How Learning Dynamics Drive Adversarially Robust Generalization?
Yuelin Xu, Xiao Zhang
TL;DR
This work addresses the mechanisms driving adversarially robust generalization by developing a PAC-Bayesian framework that ties robust risk to the posterior covariance and the Hessian of the adversarial loss. By modeling SGD with momentum in a quadratic basin, the authors derive closed-form posterior covariances for stationary and early non-stationary training phases and plug these into a tractable generalization bound. The theory predicts how learning rate, gradient noise, and Hessian structure jointly shape robustness, and experiments on standard adversarial training and adversarial weight perturbation validate the link between posterior geometry and robust generalization, including the robust overfitting phenomenon.

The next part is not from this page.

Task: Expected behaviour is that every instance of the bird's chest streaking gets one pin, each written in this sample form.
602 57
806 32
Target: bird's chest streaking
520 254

Overall, the paper provides a principled mechanism explaining robustness dynamics and explains why flatness-promoting methods like AWP improve performance, offering guidance for designing more robust training procedures.
Abstract
Despite significant progress in adversarially robust learning, the underlying mechanisms that govern robust generalization remain poorly understood. We propose a novel PAC-Bayesian framework that explicitly links adversarial robustness to the posterior covariance of model parameters and the curvature of the adversarial loss landscape. By characterizing discrete-time SGD dynamics near a local optimum under quadratic loss, we derive closed-form posterior covariances for both the stationary regime and the early phase of non-stationary transition. Our analyses reveal how key factors, such as learning rate, gradient noise, and Hessian structure, jointly shape robust generalization during training. Through empirical visualizations of these theoretical quantities, we fundamentally explain the phenomenon of robust overfitting and shed light on why flatness-promoting techniques like adversarial weight perturbation help to improve robustness.